7競技団体を統括する日本障がい者サッカー連盟が設立
「ついにこの日が来たか」— ソーシャルフットボール(精神障がい者サッカー)日本代表の原田洋行選手は、日本障がい者サッカー連盟の設立に対する喜びをこう語った。
4月1日、障がい者サッカーの7競技団体を統括する一般社団法人・日本障がい者サッカー連盟(JIFF)が設立された。昨年4月に日本サッカー協会(JFA)が連盟設立に向けて障がい者サッカー協議会を設置し、1年の準備期間を経てこの日を迎えた。今後は元サッカー日本代表の北澤豪氏を会長に据え、JFAの加盟団体として、障がい者サッカーの発展と普及に尽力していく。
日本サッカーミュージアムのヴァーチャルスタジアムで行われた設立発表会では、冒頭にJIFFが統括する7競技がビデオで紹介された。障がい者サッカーといえば、昨年9月に行われたブラインドサッカー(視覚障がい者サッカー)のアジア選手権がテレビで放映されたことが記憶に新しい。
近年はJリーグの前座としてもブラインドサッカーの試合が開催されるなど、露出の機会も増えている。しかし、スポーツ庁の鈴木大地長官が「障がい者サッカーが7つもあるのか」と驚きを露わにしているように、世間に認知されている競技は数少ない。
来たる2020年東京パラリンピックに向けて、障がい者スポーツには更に関心が高まっていくことが予想されるが、その中で、JIFFは競技の発展と普及に向けてどのような取り組みを行っていくのだろうか。
選手、監督、そして北澤豪会長が求める1つの“願い”
障がい者スポーツ協会の鳥原光憲会長は「2012年に行われたロンドンパラリンピックのブラインドサッカー決勝で、フランスとブラジルの選手たちがA代表と同じユニフォームを着ているのを見て、日本もこうなってほしいと強く思った」と語った。

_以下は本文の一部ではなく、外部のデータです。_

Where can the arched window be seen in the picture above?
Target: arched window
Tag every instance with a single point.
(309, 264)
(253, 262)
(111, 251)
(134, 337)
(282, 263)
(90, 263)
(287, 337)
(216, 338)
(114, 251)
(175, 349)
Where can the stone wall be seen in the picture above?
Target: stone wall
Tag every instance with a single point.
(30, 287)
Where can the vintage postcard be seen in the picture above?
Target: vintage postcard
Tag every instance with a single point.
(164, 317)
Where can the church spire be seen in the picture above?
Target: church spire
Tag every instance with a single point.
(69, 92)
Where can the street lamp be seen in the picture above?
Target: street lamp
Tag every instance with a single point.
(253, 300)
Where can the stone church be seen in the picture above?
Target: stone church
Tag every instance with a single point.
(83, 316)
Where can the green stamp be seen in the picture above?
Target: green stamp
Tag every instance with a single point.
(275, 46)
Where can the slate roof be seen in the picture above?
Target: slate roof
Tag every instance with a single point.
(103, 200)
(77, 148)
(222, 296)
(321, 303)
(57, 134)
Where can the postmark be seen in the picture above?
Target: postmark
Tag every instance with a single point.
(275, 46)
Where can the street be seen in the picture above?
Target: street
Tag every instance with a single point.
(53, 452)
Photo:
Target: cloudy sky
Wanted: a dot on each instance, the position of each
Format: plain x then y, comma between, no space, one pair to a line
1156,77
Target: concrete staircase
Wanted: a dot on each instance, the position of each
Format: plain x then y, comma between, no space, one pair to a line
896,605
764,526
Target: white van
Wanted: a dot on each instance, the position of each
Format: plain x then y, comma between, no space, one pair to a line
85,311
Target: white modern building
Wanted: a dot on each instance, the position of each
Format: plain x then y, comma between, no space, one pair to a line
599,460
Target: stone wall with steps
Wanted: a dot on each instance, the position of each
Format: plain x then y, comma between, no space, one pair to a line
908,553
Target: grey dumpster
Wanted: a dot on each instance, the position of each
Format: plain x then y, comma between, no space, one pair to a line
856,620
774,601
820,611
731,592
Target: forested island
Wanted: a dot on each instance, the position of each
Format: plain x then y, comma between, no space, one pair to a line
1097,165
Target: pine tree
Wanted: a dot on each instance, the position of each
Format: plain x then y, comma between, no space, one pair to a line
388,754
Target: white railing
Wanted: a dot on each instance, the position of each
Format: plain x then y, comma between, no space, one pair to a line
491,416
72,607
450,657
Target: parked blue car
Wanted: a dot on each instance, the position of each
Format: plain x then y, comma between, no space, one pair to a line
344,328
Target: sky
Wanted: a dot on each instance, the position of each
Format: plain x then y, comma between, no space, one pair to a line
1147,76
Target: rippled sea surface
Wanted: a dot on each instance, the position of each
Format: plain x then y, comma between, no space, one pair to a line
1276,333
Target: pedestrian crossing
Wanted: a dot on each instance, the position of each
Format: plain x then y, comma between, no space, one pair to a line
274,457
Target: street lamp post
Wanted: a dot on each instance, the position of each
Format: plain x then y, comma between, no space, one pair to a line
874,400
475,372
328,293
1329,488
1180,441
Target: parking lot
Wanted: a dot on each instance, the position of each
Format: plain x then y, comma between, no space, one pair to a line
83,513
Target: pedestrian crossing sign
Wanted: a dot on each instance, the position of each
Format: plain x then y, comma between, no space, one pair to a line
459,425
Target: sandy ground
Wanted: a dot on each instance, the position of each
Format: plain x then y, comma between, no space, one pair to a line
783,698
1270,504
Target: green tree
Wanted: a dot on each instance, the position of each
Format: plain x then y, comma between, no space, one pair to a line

これには、(※)アンプティサッカーのブラジル代表として、A代表と同じユニフォームを身にまとった経験があるエンヒッキ松茂良ジアス選手(現・アンプティサッカー日本代表)も「やはりA代表と同じユニフォームを着ると気持ちが変わる」と賛同の意を表している。
※アンプティサッカー・・・上肢または下肢の切断障がいを持った人々によるサッカー
アンプティサッカー日本代表のエンヒッキ松茂良ジアス選手
そのエンヒッキ選手の要望に応えるように、北澤会長は「日本中が1つになれるようなユニフォームを、選手だけでなくサポーターも着ていくことが大切だと考えている」とコメントし、JFAの田嶋幸三会長も「すでにA代表と同じユニフォームを着れないかと話を進めている。できるだけ早くやらなければいけない」と、近いうちの実現を示唆した。
また、会見ではCPサッカー(脳性まひ者サッカー)日本代表監督に安永聡太郎氏が就任することも併せて発表された。同氏はJリーグの横浜F・マリノスや清水エスパルスでプレーし、引退後は指導者や解説者として活躍している。
5月21日と22日には、7月30日からデンマークで行われる国際大会へ向けて、CPサッカー日本代表選手2次選考会が開催された。同大会には来年アルゼンチンで開催される世界大会への出場権が懸かっているが、安永監督は「世界大会に出場することが大きな目標であり、私が監督になった目的でもある」と、熱い野心を語った。
そして、日本障がい者サッカー連盟の設立に関して「ようやく7競技団体が一つになれた。北澤さんや私のように、健常者サッカーのプロとしてプレーしていた人々が障がい者サッカーの存在を伝えていくことは、大きな意味を持つと思う」と続ける。
将来的にA代表と同じユニフォームを着用する可能性については「選手たちは健常者だったらA代表のユニフォームは着れなかったかもしれないが、『障がいを持って生まれたから着ることができた』と、誇りに思ってもらえるようになれば嬉しい」と、実現を望んだ。